Either way, Amazon's grievance system did not allow for a genuine resolution of the dispute.  Amazon made a simplistic decision, justified not by the facts but by its rules.  And that is its prerogative.  Amazon has achieved market dominance; this has the benefit of providing an alternative to eBay, for sellers like me; in that sphere, it can dictate what it is going to do; and the questions of whether I have been cheated, or Dr. Iwuagwu has been misunderstood, are not going to be resolved.

In these regards, Amazon functioned as a microcosm of concepts of justice in the U.S.  While I do want to post a notice of concern regarding Dr. Iwuagwu, what really interests me about this transaction is what it illustrated, in a very simple exchange consisting of just a few messages.  The preceding paragraph, rewritten to replace "Amazon" with "the court," would largely apply to American litigation processes as well.  The courts have their sphere; they dictate the rules; their rules commonly ignore the realities; and the very common outcome is dissatisfaction and/or injustice, for one if not both parties.

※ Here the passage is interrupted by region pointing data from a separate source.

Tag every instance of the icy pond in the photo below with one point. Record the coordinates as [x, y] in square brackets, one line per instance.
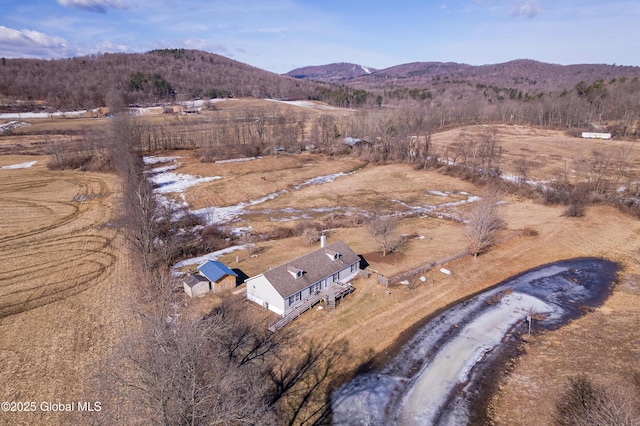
[439, 372]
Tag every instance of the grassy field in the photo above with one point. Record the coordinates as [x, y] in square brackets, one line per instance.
[63, 277]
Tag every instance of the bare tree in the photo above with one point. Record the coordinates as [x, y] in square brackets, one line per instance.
[584, 403]
[484, 222]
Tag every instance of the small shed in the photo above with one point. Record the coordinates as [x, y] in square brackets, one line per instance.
[211, 277]
[196, 285]
[351, 141]
[594, 135]
[220, 277]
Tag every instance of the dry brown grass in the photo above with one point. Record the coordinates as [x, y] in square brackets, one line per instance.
[51, 242]
[549, 152]
[62, 282]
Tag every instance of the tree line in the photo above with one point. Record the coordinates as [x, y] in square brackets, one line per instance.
[174, 366]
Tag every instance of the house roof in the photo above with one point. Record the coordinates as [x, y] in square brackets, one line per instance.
[214, 270]
[193, 280]
[316, 266]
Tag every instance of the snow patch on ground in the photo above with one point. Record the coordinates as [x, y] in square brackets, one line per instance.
[448, 349]
[20, 165]
[210, 256]
[231, 213]
[12, 125]
[26, 115]
[149, 160]
[167, 182]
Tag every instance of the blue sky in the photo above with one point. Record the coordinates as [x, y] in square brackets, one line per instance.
[280, 35]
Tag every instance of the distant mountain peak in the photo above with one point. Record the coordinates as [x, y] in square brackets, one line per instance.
[340, 71]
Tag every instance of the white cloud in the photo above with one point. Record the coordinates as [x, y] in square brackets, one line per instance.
[28, 43]
[98, 6]
[526, 9]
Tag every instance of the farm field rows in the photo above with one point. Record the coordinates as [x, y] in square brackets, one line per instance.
[61, 285]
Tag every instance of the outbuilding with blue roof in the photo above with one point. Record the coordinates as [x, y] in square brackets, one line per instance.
[212, 277]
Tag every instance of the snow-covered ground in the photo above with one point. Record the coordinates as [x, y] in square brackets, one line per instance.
[167, 181]
[209, 256]
[452, 346]
[20, 165]
[231, 213]
[27, 115]
[12, 125]
[304, 104]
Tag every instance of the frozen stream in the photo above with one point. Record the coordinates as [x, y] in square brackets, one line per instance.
[440, 370]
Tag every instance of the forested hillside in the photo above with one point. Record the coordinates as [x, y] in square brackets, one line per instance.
[156, 76]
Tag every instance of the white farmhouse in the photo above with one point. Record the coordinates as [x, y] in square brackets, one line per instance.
[283, 288]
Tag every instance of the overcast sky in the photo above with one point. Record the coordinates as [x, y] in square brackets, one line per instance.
[280, 35]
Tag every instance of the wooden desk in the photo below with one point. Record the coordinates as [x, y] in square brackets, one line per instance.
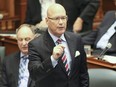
[95, 63]
[9, 43]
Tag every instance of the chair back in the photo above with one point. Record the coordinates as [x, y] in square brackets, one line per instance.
[102, 77]
[2, 52]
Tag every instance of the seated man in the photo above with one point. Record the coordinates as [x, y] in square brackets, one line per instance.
[106, 33]
[14, 72]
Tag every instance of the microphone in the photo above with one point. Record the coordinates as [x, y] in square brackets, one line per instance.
[100, 57]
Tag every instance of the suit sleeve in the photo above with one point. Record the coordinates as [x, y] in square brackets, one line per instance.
[90, 10]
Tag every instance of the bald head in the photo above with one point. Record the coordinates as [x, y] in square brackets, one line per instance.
[55, 9]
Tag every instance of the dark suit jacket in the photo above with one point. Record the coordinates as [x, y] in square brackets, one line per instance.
[42, 71]
[10, 71]
[86, 9]
[95, 35]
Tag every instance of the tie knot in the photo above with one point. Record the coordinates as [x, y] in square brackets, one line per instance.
[59, 41]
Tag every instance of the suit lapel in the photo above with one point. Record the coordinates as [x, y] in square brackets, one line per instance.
[16, 67]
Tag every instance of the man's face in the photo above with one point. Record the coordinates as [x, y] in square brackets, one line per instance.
[24, 35]
[57, 22]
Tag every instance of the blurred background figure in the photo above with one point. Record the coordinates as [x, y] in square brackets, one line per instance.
[103, 35]
[15, 66]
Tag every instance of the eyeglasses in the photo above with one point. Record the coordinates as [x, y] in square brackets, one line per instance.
[57, 19]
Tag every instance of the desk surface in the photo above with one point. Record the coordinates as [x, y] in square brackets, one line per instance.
[95, 63]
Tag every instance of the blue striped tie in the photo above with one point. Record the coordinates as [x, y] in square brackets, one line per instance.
[22, 69]
[64, 58]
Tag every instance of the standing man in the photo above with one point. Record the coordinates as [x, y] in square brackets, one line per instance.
[57, 58]
[80, 13]
[15, 66]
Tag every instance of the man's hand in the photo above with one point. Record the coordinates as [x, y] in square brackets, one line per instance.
[77, 27]
[58, 51]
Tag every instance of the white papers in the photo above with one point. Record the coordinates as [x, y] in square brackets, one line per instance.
[110, 59]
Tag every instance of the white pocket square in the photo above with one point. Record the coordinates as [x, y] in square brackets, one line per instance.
[77, 53]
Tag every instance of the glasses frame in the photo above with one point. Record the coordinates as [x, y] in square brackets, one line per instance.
[63, 18]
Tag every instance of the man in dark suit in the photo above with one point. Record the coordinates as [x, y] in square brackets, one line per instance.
[47, 54]
[95, 38]
[10, 65]
[80, 13]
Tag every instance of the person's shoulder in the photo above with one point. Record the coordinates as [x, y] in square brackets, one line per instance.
[110, 12]
[11, 56]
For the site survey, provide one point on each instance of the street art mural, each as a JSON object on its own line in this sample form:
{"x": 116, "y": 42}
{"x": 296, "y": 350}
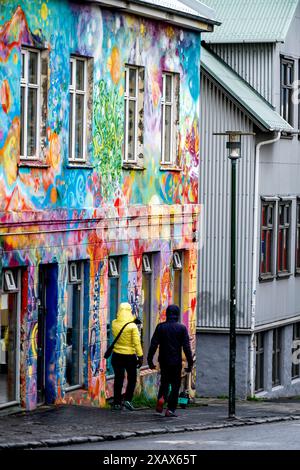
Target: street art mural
{"x": 53, "y": 212}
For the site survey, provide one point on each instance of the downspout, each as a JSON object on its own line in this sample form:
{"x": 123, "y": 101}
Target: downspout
{"x": 254, "y": 256}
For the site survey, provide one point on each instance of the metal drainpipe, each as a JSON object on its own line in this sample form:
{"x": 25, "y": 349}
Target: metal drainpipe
{"x": 254, "y": 257}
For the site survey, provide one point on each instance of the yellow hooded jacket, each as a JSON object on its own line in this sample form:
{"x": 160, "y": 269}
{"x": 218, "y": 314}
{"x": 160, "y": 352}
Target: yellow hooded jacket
{"x": 129, "y": 341}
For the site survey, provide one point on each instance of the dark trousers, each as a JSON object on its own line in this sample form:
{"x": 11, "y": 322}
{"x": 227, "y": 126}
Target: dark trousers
{"x": 170, "y": 375}
{"x": 120, "y": 363}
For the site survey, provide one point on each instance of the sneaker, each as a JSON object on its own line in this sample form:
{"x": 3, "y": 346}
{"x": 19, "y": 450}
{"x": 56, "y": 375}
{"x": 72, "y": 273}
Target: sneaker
{"x": 116, "y": 408}
{"x": 129, "y": 406}
{"x": 160, "y": 405}
{"x": 170, "y": 414}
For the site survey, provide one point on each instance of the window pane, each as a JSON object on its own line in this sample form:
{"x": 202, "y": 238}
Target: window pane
{"x": 168, "y": 91}
{"x": 131, "y": 130}
{"x": 33, "y": 68}
{"x": 168, "y": 115}
{"x": 79, "y": 75}
{"x": 8, "y": 349}
{"x": 22, "y": 145}
{"x": 132, "y": 82}
{"x": 79, "y": 127}
{"x": 73, "y": 335}
{"x": 32, "y": 122}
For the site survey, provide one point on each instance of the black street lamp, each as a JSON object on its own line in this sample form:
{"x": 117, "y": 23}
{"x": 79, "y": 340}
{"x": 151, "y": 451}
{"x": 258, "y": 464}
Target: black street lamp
{"x": 233, "y": 145}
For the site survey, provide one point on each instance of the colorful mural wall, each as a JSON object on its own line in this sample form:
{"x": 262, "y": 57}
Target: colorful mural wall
{"x": 51, "y": 212}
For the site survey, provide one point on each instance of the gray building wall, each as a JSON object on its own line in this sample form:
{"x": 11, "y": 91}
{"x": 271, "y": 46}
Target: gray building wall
{"x": 220, "y": 114}
{"x": 213, "y": 365}
{"x": 279, "y": 299}
{"x": 253, "y": 62}
{"x": 288, "y": 386}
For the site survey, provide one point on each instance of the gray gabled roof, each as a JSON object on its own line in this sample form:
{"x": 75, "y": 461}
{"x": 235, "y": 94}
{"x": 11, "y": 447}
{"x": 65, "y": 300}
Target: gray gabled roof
{"x": 189, "y": 13}
{"x": 251, "y": 20}
{"x": 243, "y": 94}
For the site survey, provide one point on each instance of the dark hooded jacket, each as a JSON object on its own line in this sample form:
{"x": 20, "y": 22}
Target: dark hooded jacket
{"x": 171, "y": 337}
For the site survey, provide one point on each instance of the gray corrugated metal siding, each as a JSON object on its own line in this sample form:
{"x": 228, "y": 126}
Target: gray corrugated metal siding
{"x": 218, "y": 114}
{"x": 253, "y": 62}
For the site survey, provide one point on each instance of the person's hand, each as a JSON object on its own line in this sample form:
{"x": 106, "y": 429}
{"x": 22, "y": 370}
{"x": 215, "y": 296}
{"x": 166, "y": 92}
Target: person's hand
{"x": 140, "y": 361}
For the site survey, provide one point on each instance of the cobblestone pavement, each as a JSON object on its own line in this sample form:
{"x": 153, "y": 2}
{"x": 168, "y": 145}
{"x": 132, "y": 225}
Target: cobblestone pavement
{"x": 51, "y": 426}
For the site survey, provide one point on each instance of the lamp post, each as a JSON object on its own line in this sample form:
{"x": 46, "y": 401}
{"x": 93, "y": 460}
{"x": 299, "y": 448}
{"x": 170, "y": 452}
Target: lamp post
{"x": 233, "y": 145}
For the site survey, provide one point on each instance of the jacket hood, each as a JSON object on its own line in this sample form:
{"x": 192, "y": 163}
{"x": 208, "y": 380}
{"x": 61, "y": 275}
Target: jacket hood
{"x": 125, "y": 312}
{"x": 173, "y": 313}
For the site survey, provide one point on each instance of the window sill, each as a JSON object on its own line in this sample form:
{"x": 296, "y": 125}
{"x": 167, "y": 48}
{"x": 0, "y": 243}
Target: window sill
{"x": 73, "y": 388}
{"x": 132, "y": 166}
{"x": 267, "y": 278}
{"x": 287, "y": 136}
{"x": 277, "y": 387}
{"x": 33, "y": 164}
{"x": 170, "y": 168}
{"x": 295, "y": 380}
{"x": 82, "y": 166}
{"x": 283, "y": 275}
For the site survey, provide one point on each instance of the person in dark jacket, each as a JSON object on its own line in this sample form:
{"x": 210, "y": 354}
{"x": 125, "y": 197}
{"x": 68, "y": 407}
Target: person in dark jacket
{"x": 171, "y": 337}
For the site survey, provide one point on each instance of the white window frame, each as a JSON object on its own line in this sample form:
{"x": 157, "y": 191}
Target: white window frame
{"x": 127, "y": 99}
{"x": 73, "y": 93}
{"x": 26, "y": 85}
{"x": 165, "y": 103}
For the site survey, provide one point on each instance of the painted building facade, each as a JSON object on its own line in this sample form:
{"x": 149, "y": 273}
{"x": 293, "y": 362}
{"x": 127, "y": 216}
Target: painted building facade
{"x": 74, "y": 227}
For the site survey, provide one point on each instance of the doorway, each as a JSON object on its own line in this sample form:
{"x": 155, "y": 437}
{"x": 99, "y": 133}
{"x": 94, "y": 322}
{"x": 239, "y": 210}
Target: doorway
{"x": 46, "y": 337}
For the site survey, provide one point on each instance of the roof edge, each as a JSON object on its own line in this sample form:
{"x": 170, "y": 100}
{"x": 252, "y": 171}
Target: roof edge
{"x": 176, "y": 17}
{"x": 247, "y": 109}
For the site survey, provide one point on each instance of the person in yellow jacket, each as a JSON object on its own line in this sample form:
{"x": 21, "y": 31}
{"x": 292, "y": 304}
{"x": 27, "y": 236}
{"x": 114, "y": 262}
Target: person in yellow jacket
{"x": 127, "y": 355}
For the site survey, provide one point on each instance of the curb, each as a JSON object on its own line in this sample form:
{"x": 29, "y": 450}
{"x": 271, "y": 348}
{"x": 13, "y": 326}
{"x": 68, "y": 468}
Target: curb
{"x": 48, "y": 443}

To put it in different terms, Amazon was able to handle the case in this manner because this is what we've gotten used to.  It's what we expect.  In another kind of America, this sort of thing would not be tolerated.  Companies or courts engaging in it would be denounced.

What we would have, instead, could take a variety of forms.  For instance, there might be a strict insistence upon the facts, with disincentives for abuse or manipulation; or there might be an orientation toward equity, where I would not be sent away without at least something to show for the loss of my tapes; or there might be an expectation of consensus or reconciliation, where the arbitrator in Amazon's position would be highly communicative and concerned with mutual understanding and a return to the emotional status quo -- where, that is, resentment or other negative reactions would be taken seriously.  It is remarkable that a company, never mind a society, can be indifferent to all of these justice-related concerns and more.

The case of Dr. Iwuagwu is very simple and minor.  But it's not as though things are done better on the grand scale.  The logic actually seems to run in the other direction.  The message appears to be something like this:  "If we aren't going to do a good job of deciding very important cases in a timely and efficient manner, we sure aren't going to pay much attention to your trivial gripe."  And so people's lives are complicated and often made miserable by mishandled or ignored disputes that seem minor to others but are important to them.

"Life is unfair," we are told, with the implication that that's how it will always be.  That is the ultimate principle underlying justice-related processes in the courts and elsewhere throughout American society.  And it will remain the ultimate principle until people become sufficiently motivated to seek a change.